As many of you know, I had the opportunity to come this weekend to Passion Conference with my church from FBC Tuttle. We are at the halfway mark & so far it is incredible.
We were broken into community groups, and from there family groups. My group was discussing specific ways we needed prayer and in what ways we were struggling to reach our world (our discussion varied a little from the talking point on the screen, I am not exactly sure what that was even).
Personally, I am finding it hard to nave a servant’s heart. Its weird for me honestly because I grew up desiring to serve until there was nothing left to give. Maybe its not so much even that I’m struggling to serve as much as I’m finding it difficult to. I know its not supposed to be awaking in the park, but…
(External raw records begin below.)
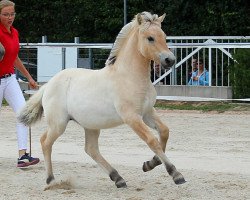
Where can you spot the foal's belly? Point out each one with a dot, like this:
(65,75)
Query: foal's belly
(96,117)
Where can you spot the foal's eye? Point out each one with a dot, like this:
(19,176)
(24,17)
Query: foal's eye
(151,39)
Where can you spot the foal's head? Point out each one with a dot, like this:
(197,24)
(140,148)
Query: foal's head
(152,40)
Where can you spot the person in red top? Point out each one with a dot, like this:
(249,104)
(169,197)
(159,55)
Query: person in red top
(9,87)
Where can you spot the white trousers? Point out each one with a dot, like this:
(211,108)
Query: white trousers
(11,92)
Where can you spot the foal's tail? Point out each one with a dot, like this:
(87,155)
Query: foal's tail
(33,110)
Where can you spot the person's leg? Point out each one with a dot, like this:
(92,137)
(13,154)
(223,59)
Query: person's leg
(1,95)
(15,99)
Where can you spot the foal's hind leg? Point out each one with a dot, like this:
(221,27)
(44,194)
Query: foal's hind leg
(47,140)
(92,149)
(154,122)
(136,123)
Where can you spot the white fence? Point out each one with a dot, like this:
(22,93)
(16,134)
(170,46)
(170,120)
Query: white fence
(216,52)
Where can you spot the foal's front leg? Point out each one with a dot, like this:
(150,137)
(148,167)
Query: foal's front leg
(92,149)
(154,122)
(142,130)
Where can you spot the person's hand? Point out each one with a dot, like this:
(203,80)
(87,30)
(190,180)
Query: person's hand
(195,78)
(33,83)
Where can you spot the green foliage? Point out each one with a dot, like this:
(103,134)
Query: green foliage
(202,106)
(240,74)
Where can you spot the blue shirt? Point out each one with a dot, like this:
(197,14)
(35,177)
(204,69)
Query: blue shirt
(202,80)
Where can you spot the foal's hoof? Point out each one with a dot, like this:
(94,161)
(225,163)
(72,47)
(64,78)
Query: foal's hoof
(179,179)
(121,184)
(49,179)
(146,166)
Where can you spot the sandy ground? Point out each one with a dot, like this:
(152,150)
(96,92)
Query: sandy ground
(211,150)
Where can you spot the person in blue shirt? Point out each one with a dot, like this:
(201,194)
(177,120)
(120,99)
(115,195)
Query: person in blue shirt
(200,76)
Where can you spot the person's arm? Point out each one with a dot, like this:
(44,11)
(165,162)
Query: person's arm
(2,51)
(19,65)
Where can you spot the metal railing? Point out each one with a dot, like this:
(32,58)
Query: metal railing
(216,53)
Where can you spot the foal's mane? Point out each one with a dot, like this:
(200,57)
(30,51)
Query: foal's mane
(143,19)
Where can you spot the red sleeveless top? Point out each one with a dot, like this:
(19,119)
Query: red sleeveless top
(10,41)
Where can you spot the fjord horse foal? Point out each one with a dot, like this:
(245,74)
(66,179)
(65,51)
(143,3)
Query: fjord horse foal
(121,92)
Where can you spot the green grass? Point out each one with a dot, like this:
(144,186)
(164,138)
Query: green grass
(202,106)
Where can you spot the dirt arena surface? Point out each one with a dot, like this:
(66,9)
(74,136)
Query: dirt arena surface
(211,150)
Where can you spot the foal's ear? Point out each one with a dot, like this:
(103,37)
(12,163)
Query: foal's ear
(139,18)
(161,18)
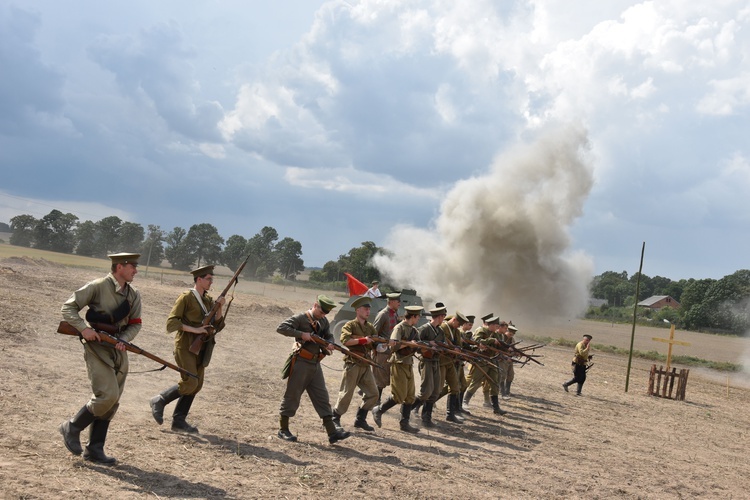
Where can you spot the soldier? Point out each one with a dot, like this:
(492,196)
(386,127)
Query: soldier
(580,360)
(186,318)
(487,335)
(111,301)
(402,371)
(449,366)
(357,336)
(303,368)
(384,323)
(373,291)
(507,374)
(429,366)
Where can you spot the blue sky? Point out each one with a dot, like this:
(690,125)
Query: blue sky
(335,122)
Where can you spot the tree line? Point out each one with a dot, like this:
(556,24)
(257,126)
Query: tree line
(720,305)
(183,249)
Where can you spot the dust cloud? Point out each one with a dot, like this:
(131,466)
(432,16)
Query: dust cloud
(501,241)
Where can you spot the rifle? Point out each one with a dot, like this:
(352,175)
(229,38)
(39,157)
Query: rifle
(320,340)
(197,344)
(67,329)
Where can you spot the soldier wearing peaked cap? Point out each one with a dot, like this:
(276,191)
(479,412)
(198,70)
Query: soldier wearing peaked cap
(357,335)
(429,366)
(488,335)
(384,323)
(303,371)
(186,319)
(116,305)
(402,371)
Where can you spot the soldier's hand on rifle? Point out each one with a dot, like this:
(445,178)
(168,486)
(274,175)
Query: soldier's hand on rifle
(90,335)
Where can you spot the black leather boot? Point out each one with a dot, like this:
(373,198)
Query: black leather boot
(71,430)
(180,414)
(404,422)
(427,414)
(94,451)
(161,400)
(335,434)
(377,412)
(284,432)
(496,406)
(360,421)
(452,414)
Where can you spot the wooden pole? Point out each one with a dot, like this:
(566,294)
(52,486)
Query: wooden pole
(635,310)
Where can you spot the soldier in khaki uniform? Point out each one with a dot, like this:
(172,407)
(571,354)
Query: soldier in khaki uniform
(304,373)
(384,323)
(429,366)
(357,336)
(113,302)
(487,335)
(186,318)
(580,360)
(402,370)
(449,366)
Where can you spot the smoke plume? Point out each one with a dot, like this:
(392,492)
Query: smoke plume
(501,241)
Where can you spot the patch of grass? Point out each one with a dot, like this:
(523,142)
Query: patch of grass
(650,355)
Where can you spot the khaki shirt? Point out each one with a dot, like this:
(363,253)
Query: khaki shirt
(105,295)
(355,330)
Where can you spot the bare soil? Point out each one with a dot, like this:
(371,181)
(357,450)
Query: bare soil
(606,444)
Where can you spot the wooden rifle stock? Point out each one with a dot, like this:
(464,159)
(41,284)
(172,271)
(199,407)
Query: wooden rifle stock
(320,340)
(197,344)
(67,329)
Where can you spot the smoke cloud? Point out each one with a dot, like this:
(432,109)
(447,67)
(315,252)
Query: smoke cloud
(501,241)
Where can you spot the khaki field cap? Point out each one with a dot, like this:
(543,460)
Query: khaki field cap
(363,301)
(326,303)
(202,271)
(414,309)
(124,258)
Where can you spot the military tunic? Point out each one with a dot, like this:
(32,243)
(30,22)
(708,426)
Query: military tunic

In college it was so easy to serve. Now, its really not. I still have that desire, but faced with the challenges and stress with big kid life and a job and the real world, the passion for the desire has kind of faded. There really should be no excuse though. The only difference is the age I am now getting to serve, and their location. Being out of the safeness of Stillwateris no excuse. There are people serving way out of their comfort zone worldwide, I shy away from it at home, at my job, in my family or with my friends?
So friends, what I’m asking of you today is to pray for me to passionately serve again. I have plenty of opportunities every day.
How/who are you serving? What challenges (or maybe excuses) do you face?